そういえば、涼宮ハルヒの検索様に登録させていただきました。ありがたいです。お礼申し上げます。ありがとうございました。
それではどうぞ!
いつの間にか君色に染まっていく―――。

ブラブラと街を歩く。いつもの街。何も変わりがない街。特に有名な店だとか、全国有数のスポットがあるとかそんなわけじゃない。
ただどこにでもあるような俺たちの街。そこをブラブラして何が面白いのかと思っていた。以前ならば。
「キョン!次はこっち!早く来なさい!」
「分かってるからそんなに急ぐな。転ぶぞ」
スポーツ万能な彼女が少し急いで歩いたくらいで転ぶとは到底思えないが一応釘を刺しておく。
俺とハルヒは今街を歩いている。二人っきりで。
それが楽しくて仕方がない。使い古された言い方かもしれないが、コイツと居るだけで周りの世界は変わってしまった。変わってくれた。
いつもの街も全てが違うように見える。
前を見る。
意気揚々とはしゃぎながら、少し早足で歩くハルヒ。それを少し後ろで付いていく俺。いつもの光景。違うのはお互いの気持ち。
好きだということ。至ってシンプルな気持ち。
そんなことを考えながら歩いていた俺は、いつの間にか歩くペースが落ちていたようだ。差が少し開いている。その内ハルヒが振り返って、そんな俺に気付いた。
「ああ!もう!ぼ~っとし過ぎよバカキョン!」
そんなことを言って、ハルヒは走って俺の方へ来た。そして俺の手を掴む。手首じゃなく。自然に俺の手を。
「行くわよ!」
そうやって引っ張られる俺。前にはやはりはしゃぐハルヒ。
繋いだハルヒの右手と俺の左手。お互いの体温が心地よかった。
「ふふ~ん♪」
聞こえる鼻歌。耳に優しく響く。
「機嫌良いな」
「そう見えるならそうよ♪」
手を繋いで歩いたまま、ハルヒは俺の言葉に笑顔で答える。
今日は快晴。冬の暖かい日差し。
そんな日差しよりハルヒの笑顔の方が遥かに眩しい。
二人で巡るのはなんてことない、ありきたりの場所だ。映画館、公園、デパート…。なにもかもがどこにだって溢れているもの。
今日の目的地は公園だった。
そこにあったベンチに二人並んで腰掛ける。少しだけ間を空けて。手はほどいた。俺は両手をポケットに、ハルヒは膝の上に。
「それにしてもな…」
「うん?」
「こんな普通のことで大丈夫なのか?お前は」
普通を嫌うハルヒ。普通のことをしたがらないハルヒ。そんなハルヒを知っていたからなんとなく聞いてみた。
楽しそうなハルヒを見ていると、もうそんなことはどうでも良さそうだと理解している。
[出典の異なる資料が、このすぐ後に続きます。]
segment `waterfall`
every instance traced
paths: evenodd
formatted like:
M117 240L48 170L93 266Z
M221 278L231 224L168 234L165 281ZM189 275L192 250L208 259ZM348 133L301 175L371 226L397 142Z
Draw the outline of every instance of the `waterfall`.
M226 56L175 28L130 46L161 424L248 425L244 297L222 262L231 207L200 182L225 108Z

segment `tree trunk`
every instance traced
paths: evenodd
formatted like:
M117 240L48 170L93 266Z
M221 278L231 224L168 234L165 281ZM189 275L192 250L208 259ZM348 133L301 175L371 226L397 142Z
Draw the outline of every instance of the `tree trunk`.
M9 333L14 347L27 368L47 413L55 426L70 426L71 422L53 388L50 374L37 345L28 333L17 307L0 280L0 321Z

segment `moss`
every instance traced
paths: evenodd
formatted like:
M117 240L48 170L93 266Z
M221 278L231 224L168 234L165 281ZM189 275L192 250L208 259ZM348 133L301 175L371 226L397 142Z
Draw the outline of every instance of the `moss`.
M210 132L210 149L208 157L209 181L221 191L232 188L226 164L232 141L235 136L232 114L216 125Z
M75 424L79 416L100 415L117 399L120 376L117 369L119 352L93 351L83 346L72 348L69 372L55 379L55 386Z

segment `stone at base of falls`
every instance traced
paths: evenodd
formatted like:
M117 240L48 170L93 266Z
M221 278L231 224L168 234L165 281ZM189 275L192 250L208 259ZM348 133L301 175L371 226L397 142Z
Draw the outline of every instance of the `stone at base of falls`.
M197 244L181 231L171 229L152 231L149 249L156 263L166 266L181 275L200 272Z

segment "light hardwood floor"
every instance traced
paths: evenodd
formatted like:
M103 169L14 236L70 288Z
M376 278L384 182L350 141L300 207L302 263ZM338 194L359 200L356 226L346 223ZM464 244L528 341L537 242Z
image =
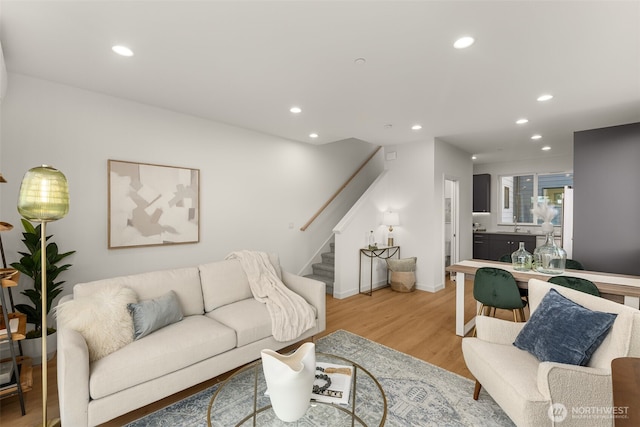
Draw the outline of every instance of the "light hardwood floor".
M472 293L472 284L469 283L465 289ZM466 301L465 316L470 318L475 311L473 296L468 295ZM506 319L509 319L509 314L505 312L501 315L498 311L498 316L505 316ZM455 284L447 281L445 289L436 293L399 293L384 288L373 292L372 296L356 295L342 300L328 296L327 329L322 335L344 329L448 371L472 378L462 358L462 338L455 334L454 321ZM59 416L55 359L50 361L48 366L47 407L49 418L55 418ZM17 397L3 399L0 401L2 426L32 427L41 423L41 375L38 368L34 367L33 371L33 389L26 394L27 414L21 415ZM206 381L112 420L102 427L122 426L223 379Z

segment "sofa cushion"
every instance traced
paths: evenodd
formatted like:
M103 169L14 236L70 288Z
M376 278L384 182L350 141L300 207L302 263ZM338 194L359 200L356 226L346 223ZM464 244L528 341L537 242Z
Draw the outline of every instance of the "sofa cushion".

だからこそ聞ける。
「ふ~ん…。あのね、これは周りの人から見ると普通のことでも、アタシから見れば普通じゃないの」
「…なるほど」
すぐ理解。
つまりは―――俺と一緒だ。二人で居ればどんなことでも新鮮になる。楽しいことになる。
それイコール普通とは違うということ。ハルヒの言った通り、俺たちのやってることなんて休日に普通のカップルがやる普通のこと。
やれど俺たちにとっては違う。普通でも普通じゃない。二人でいれば全てが特別。何一つ普通じゃない。それだけの話し。
俺たちがそう思えばそれで良い。
――――ある意味これもハルヒ色に染められたということか。
「ホントにアタシも厄介な精神病にかかったもんだわ」
「それを言うなら俺もだな」
いつの間にか少しだけ開けた二人の間はゼロになっていた。
自然にそうなっていた。
肩と肩がふれ合っている。再び俺の左手が握られる。今度は指と指を絡めてしっかりと繋ぐ。
見つめ合う。
「でもね、覚えておきなさいよ」
「何をだ?」
ハルヒは俺の目をしっかり見ている。俺もハルヒの大きくてキレイな目をしっかり見ている。ハルヒはやはり笑顔で言った。
「普通を特別に出来る。そんな気持ちにさせてくれるのアンタだけなんだからね!」
――――グラっときた。
完璧にきた。
ああ、もう。
なんでこいつは男心をくすぐるようなことが自然に言えるかね。たまらなくなる。

ぎゅ――――。

抱き締めた。
「わっ!…いきなりね…。エロキョン」
なんとでも言うが良い。エロだろう構いやしない。抑えきれない気持ちなんか誰にだってあるんだ。
体温が暖かい。
離したくない。そんなことを思ったからか、俺は思わず言った。
「今の言葉」
「ん?」
「俺以外のやつに絶対言うなよ」
俺のその言葉にハルヒは少しだけビクっとなった。表情は分からない。抱き締めたまんまだからな。
「…あんた以外に、言えるようなやつなんか居ないわよ」



はい、もう無理です。俺。
少しだけハルヒの身体を解放する。とはいえ背中に手を回したままだけど。よく見るとハルヒの顔は赤い。ゆでダコみたいだ。今度は俺の顔から目を少しそらしている。
「ハルヒ」
名前を呼ぶ。優しく呼んだ。いや自然に呼べた。間違いなく俺の顔はにやけている。
そしてこっちを向いて上目づかいのハルヒ。
「何…?」
「ん―――――」

そんなハルヒにキスをした。
目はちゃんと瞑ってな。
長いキスをしながら思う。
恋愛っていうのは不思議だ。気付かぬ内に、お互いがお互いの色に染まっていく。どんどん染まっていく。混じりあっていく。
俺もハルヒ色に染まって、ハルヒも俺色に染まって。丁度良い色になっていく。
そしてそれを、自分の色が変わっていくというのに心地良いと思う。
不思議だ。これ以上ないくらい。
でも、世の中にはわざわざ解く必要の無い不思議が一つくらいあったって良いと思わないか?

「…もう一回しなさい!」
「はいよ」
――――幸せなんだし。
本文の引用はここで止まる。